And that's pretty much the reason for the vintage love. Parents see the benefits of leaving their Ikea-laden twenties behind to invest in furniture that won't land on the curb two years later. And if they can indulge in some nostalgia their offspring might enjoy, even better.
There are dressers and side tables and four-poster beds for the taking. Old schoolhouse desks have caught on for kids to use as workspaces, said Michael McFadden, a manager at Phantastic Phinds in Erdenheim. A 7-year-old recently picked one out for his clubhouse, buying it with his own money, he said.
Other big sellers: trunks and suitcases, and vintage crystals for jazzing up lamps, window treatments, picture frames, and mirrors. Old curtains can be made into pillow or chair covers.
Vintage books are popular accessories, too - remember Nancy Drew? But don't expect your kids to actually read them.
"Ninety percent of the time, it's books for looks," McFadden said.
Glenside mother Michelle Colkett-Chubb recently created a room for her 13-year-old daughter, Crystal, using vintage furniture. It gave her comfort and reminded her of when she was a kid. Crystal loves it too, especially her Elliott's Designs bronze-and-brass iron bed.
"I like the curvy things on the headboard," Crystal said.
Colkett-Chubb, who created a full-time business in the last two years refinishing pieces and selling them on Craigslist and eBay, said requests for furniture for kids' rooms have grown 20 percent in just the last few months.
"People want to get more for their money and they want the pieces to last," she said. Most vintage furniture has better-constructed drawers and is made from solid wood - a far cry from inexpensive assemble-it-yourself pieces from big-box stores. "It can look like a million dollars without spending a million dollars."
Vintage furniture can be found at estate sales, flea markets, yard sales, online sites, antiques dealers, and vintage shops, but a greater demand means that pieces move quickly.
"Some pieces barely last a day," said McFadden. Before you shop, learn the history of specific types of furniture or manufacturers. Find out if drawers are constructed with sturdy dovetail joints as opposed to glue or screws. Look for strong woods, such as oak. Pine is softer and can mark more easily.
Kathy Davis, who opened Rustic and Refined in Glenside this past October, said there's so much interest in refinishing furniture for kids that she plans to offer classes this spring. She believes customers want furniture that will hold up better to kid behavior - "like jumping up and down on the bed."
Because furniture from the 1940s and 1950s is usually solid wood, "there's no danger of wood splintering . . . . It can be repainted, has good strong handles, and will hold up for many years. Even in the 1960s, mahogany and cherry were made to last."
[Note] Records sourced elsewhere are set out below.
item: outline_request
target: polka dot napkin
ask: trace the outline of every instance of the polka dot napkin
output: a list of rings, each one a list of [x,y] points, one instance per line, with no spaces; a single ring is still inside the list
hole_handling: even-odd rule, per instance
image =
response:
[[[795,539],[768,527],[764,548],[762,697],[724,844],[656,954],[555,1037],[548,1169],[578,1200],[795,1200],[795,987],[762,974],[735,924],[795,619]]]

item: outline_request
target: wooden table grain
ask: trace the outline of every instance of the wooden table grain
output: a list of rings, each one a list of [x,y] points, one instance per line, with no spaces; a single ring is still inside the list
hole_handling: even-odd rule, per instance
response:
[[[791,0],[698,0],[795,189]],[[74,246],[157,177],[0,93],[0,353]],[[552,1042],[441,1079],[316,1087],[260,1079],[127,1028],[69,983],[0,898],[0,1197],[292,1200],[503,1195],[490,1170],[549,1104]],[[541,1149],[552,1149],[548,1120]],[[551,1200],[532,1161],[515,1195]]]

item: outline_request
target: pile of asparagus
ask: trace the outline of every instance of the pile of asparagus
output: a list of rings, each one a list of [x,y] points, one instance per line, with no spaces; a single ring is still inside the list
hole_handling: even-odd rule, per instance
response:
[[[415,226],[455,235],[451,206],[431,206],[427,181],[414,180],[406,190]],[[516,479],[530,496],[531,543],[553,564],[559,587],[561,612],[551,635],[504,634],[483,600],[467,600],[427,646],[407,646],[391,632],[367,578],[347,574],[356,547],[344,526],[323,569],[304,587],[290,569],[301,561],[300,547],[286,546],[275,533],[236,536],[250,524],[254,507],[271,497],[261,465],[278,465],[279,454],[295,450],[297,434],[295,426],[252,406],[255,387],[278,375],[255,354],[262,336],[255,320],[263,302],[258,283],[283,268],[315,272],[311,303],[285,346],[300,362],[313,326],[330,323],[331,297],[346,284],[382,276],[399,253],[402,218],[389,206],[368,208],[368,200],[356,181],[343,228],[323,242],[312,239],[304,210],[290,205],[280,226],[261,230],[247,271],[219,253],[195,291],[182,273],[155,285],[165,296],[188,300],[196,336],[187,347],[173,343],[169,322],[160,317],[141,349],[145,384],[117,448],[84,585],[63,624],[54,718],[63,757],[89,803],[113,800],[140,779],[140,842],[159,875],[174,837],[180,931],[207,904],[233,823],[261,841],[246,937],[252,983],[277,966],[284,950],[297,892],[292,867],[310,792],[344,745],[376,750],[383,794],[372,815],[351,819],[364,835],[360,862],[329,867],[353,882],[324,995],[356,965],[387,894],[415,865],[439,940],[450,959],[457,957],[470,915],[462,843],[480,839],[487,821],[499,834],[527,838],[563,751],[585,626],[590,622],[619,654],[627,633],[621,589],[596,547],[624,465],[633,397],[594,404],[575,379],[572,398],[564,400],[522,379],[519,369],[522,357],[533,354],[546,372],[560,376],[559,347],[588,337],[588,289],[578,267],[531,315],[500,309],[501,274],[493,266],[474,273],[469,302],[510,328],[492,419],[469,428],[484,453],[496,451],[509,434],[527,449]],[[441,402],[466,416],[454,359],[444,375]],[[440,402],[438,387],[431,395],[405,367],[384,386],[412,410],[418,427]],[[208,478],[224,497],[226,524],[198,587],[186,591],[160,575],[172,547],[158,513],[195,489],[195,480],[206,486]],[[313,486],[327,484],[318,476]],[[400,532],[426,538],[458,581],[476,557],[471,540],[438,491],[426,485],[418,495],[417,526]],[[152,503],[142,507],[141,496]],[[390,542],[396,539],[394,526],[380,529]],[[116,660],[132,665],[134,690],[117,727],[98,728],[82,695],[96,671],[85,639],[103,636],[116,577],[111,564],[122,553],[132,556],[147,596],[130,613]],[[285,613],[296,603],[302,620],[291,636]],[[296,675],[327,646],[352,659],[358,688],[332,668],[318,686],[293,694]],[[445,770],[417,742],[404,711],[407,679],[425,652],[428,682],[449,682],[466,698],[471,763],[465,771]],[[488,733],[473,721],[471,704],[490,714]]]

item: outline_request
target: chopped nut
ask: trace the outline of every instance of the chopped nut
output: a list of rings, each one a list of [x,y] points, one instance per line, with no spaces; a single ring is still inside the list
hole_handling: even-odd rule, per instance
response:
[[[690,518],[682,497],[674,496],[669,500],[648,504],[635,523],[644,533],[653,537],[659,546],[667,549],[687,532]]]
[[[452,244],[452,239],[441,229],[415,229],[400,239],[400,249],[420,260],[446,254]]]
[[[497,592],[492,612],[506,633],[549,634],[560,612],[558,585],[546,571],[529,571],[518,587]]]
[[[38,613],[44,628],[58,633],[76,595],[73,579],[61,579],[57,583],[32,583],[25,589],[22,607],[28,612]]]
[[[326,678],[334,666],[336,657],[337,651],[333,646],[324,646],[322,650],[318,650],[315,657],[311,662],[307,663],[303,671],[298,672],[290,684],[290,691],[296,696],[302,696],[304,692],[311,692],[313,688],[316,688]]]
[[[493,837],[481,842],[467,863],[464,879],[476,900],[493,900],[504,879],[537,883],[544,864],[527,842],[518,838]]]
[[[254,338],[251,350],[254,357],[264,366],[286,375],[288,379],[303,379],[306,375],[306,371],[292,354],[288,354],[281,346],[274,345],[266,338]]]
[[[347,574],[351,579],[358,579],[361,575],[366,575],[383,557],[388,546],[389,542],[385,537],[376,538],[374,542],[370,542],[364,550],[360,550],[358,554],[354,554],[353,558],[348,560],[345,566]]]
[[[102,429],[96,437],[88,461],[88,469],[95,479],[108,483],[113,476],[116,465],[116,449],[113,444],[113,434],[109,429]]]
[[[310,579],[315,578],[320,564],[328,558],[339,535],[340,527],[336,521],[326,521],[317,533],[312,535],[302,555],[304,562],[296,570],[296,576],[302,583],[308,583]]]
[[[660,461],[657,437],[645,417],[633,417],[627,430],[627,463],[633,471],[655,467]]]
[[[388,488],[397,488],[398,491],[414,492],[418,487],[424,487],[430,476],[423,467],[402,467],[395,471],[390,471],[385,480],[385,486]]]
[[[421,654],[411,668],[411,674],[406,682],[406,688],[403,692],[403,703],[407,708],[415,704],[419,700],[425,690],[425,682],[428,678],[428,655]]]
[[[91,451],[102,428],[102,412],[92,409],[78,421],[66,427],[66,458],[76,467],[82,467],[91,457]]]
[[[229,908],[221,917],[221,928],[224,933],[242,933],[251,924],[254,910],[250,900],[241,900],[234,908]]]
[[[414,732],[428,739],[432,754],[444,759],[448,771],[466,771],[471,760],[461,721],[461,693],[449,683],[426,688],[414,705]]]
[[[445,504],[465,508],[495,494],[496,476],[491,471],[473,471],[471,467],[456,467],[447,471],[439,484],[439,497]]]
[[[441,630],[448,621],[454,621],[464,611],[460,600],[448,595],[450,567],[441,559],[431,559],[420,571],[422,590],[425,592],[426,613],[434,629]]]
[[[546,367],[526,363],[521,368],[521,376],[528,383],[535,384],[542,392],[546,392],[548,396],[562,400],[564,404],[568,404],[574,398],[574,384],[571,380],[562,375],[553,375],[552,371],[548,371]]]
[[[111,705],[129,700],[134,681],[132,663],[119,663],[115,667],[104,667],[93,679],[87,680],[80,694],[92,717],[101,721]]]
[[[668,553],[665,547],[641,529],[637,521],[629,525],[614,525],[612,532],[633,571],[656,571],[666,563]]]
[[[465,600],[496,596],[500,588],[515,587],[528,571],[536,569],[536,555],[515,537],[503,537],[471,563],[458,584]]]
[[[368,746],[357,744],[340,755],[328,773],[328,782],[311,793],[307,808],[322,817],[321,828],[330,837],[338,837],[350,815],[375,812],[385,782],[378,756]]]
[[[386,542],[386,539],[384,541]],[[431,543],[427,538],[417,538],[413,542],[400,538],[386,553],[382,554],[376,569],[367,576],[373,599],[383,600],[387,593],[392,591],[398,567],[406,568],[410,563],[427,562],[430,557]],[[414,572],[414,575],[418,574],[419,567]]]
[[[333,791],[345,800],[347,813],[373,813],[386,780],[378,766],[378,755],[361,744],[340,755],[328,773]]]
But not everything old is better. Cribs with drop side rails, for one, are now illegal. And anything painted pre-1970 will have lead in it. (If you aren't sure, hardware stores sell testing kits. If lead is found, you can strip furniture and refinish it, but check safety precautions first at 1-800-424-LEAD (1-800-424-5323) or www.epa.gov/lead.)
Scott Kaston's online site VintageLooks.com deals in retro furniture from the 1920s to the 1980s, including art deco, Americana, retro-kitsch, and Danish modern. So it was only fitting that he chose a 1970s-style theme for the room of his 8-month-old daughter Alyssa, to match the decor of the rest of their Fishtown house.
The theme is bright - with vintage plastics, pop art, and a lime-green dresser, said Kaston, who fondly recalls his own '70s bedroom as a kid.
"I actually had retro-bad '70s because I had wood paneling. There's retro-good and retro-bad, and [Alyssa] got retro-good."
Of course, it's all about personal taste - yours and your child's.
For the kids' rooms Colkett-Chubb designs, she limits the budget to $1,000. She recommends starting with one great piece, often a dresser or bed, and building around it. For post-crib kids, keep their existing mattress and box spring and find a new headboard.
Vintage pieces can be painted to match any decor, and can be touched up and fixed if kids nick them or get nail polish on them.
"Parents tend to like the whites, creams, and off-whites," Colkett-Chubb said, "but the young girls love the pops of color - teals and turquoises."
Chalk Paint, an easy-to-use paint for refinishing furniture, also has encouraged more people to buy vintage for their kids' rooms.
"Not only are customers buying a piece of furniture, but they're also buying paint with the intent of refinishing it themselves because it's easy and fun," McFadden said.
"You can sand it, distress it, and mix colors," Colkett-Chubb said.
Then, because this kind of furniture has such staying power, you can put it back into adult use when your child outgrows it all.
"That's nice for financial reasons," Davis said.